You are viewing a plain text version of this content. The canonical link for it is here.
Posted to dev@kafka.apache.org by deng ziming <de...@gmail.com> on 2022/09/01 09:04:59 UTC

Re: [DISCUSS] KIP-858: Handle JBOD broker disk failure in KRaft

Hi Igor,

I think this KIP can solve the current problems, I have some problems relating to the migration section.

Since we have bumped broker RPC version and metadata record version, there will be some problems between brokers/controllers of different versions. In ZK mode we use IBP as a flag to help solve this, in KRaft mode we use a feature flag(metadata.version) as a flag for using new RPC/metadata or not. 

Assuming that we are upgrading from 3.3 to 3.4, firstly the finalized version of metadata.version is 3.3, brokers will use version 1 of `BrokerRegistrationRequest` which contains no `OfflineLogDirectories`, finally the finalized version of metadata.version is 3.4, but brokers will no longer send `BrokerRegistrationRequest` unless we restart the broker, so controllers can’t be aware of the `OfflineLogDirectories` of each broker, so we should reconsider the suggestion of Jason to use `BrokerHeartbeatRequest` to communicate `OfflineLogDirectories`.

Of course this problem can be solved through a double roll(restart broker twice when upgrading), but we should trying to avoid it since we now have feature flag.

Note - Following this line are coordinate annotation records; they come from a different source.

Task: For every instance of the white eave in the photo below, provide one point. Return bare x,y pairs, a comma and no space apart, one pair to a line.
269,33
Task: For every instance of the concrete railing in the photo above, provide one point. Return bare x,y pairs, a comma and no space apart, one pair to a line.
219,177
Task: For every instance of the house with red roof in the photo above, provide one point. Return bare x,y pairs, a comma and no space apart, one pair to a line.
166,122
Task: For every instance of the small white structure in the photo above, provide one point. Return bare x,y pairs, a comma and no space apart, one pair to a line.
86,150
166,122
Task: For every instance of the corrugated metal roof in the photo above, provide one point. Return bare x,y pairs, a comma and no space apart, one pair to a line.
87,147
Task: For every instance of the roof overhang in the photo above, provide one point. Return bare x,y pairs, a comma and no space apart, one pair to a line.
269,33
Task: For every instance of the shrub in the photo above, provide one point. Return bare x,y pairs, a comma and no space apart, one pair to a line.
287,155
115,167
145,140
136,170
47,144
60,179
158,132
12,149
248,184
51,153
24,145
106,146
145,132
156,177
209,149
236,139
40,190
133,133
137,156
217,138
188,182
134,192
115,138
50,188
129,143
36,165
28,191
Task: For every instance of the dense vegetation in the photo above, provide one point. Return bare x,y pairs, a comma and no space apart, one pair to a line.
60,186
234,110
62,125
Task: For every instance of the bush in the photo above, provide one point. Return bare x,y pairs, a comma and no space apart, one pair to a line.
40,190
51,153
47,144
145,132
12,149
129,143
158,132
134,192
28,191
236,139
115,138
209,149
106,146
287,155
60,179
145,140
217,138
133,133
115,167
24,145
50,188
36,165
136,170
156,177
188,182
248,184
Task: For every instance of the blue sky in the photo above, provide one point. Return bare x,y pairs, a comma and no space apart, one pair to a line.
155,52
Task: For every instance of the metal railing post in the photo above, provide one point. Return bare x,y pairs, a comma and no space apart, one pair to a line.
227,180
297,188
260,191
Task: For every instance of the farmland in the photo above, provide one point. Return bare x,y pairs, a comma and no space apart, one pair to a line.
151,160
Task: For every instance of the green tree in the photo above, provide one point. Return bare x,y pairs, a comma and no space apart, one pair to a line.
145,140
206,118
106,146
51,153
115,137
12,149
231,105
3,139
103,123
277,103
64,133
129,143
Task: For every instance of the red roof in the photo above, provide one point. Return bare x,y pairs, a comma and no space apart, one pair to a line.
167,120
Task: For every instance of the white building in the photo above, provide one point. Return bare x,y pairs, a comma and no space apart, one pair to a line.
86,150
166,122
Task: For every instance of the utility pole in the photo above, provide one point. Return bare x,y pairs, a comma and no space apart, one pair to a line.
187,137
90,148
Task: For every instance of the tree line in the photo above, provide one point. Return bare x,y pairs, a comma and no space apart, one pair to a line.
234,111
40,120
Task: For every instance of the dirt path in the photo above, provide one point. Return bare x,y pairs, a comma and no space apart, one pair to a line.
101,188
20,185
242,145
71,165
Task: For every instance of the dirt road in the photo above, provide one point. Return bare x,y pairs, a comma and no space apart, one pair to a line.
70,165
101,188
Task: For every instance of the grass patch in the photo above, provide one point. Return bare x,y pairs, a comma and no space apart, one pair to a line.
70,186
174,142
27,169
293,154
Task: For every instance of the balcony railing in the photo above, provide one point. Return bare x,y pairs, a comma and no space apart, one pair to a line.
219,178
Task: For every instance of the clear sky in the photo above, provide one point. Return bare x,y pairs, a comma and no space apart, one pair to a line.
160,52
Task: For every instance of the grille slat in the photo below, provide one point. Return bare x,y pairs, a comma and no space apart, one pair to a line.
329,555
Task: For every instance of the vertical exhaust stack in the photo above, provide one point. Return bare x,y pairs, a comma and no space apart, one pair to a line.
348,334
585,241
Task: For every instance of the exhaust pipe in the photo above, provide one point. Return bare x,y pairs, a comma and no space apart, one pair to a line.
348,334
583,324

One solution is that we include `OfflineLogDirectories` both in `BrokerRegistrationRequest` and `BrokerHeartbeatRequest` requests, when upgrading from 3.3 to 3.4 the `BrokerRegistrationRequest.OfflineLogDirectories` is empty whereas when upgrading from 3.4 to 3.5 it will not be empty. And maybe we can also remove `LogDirectoriesOfflineRequest` you proposed in this KIP.

--
Best,
Ziming


> On Aug 18, 2022, at 11:24 PM, Igor Soarez <i...@soarez.me> wrote:
> 
> Hi Ziming,
> 
> I'm sorry it took me a while to reply.
> 
> Thank you for having a look at this KIP and providing feedback.
> 
>> 1. We have a version field in meta.properties, currently it’s 1, and we can
>> set it to 2 in this KIP, and we can give an example of server.properties and
>> it’s corresponding meta.properties generated by the storage command tool.
> 
>> 2. When using storage format tool we should specify cluster-id, it will be an
>> arduous work if we should manually specify directory-ids for all log dirs,
>> I think you can make it more clear about this change that the directory-ids
>> are generated automatically.
> 
> Thank you for these suggestions. I've updated the KIP to:
> 
> * include an example
> * clarify that the version field would be changed to 2
> * clarify that the log directory UUIDs are automatically generated
> 
>> 3. When controller place a replica, it will select a broker as well as a log
>> directory, the latter is currently accomplished in the broker side, so this
>> will be a big change?
> 
> I think there can be benefits, as Jason described previously, if we change how
> log directories are assigned as follow-up work.
> 
> From a codebase surface area perspective, it is definitely a big change
> because there are many models, types and interfaces that assume replicas are
> identified solely by a broker id.
> That will have to change to include the directory UUID, many lines of code will
> be affected.
> 
> But in terms of behavior it shouldn't be a big change at all. Brokers currently
> select the log directory with the least logs in it. This isn't a very nice
> policy, as logs can have wildly different sizes, and log directories can have
> different capacities. But it is a policy that the controller can keep.
> 
> If we decide to extend the selection policy and keep it in the broker,
> the broker will continue to be able to override the controller's selection
> of log directory, using the `AssignReplicasToDirectories` RPC.
> 
>> 4. When handling log directory failures we will update Leader and ISR using
>> the existing replica state machine, what is this state machine referring to,
>> do you mean the AlterPartition RPC?
> 
> No, I mean that it will use the same rules and mechanism
> (`PartitionChangeBuilder`) that is used when a broker is fenced, shutdown or
> unregistered.
> 
> I think maybe the term "replica state machine" isn't the very appropriate.
> I've updated the KIP to rephrase this section.
> 
> Thanks,
> 
> --
> Igor


Re: [DISCUSS] KIP-858: Handle JBOD broker disk failure in KRaft

Posted by Igor Soarez <so...@apple.com.INVALID>.
Hi Alexandre,

Thank you for having a look at this KIP, and thank you for pointing this out.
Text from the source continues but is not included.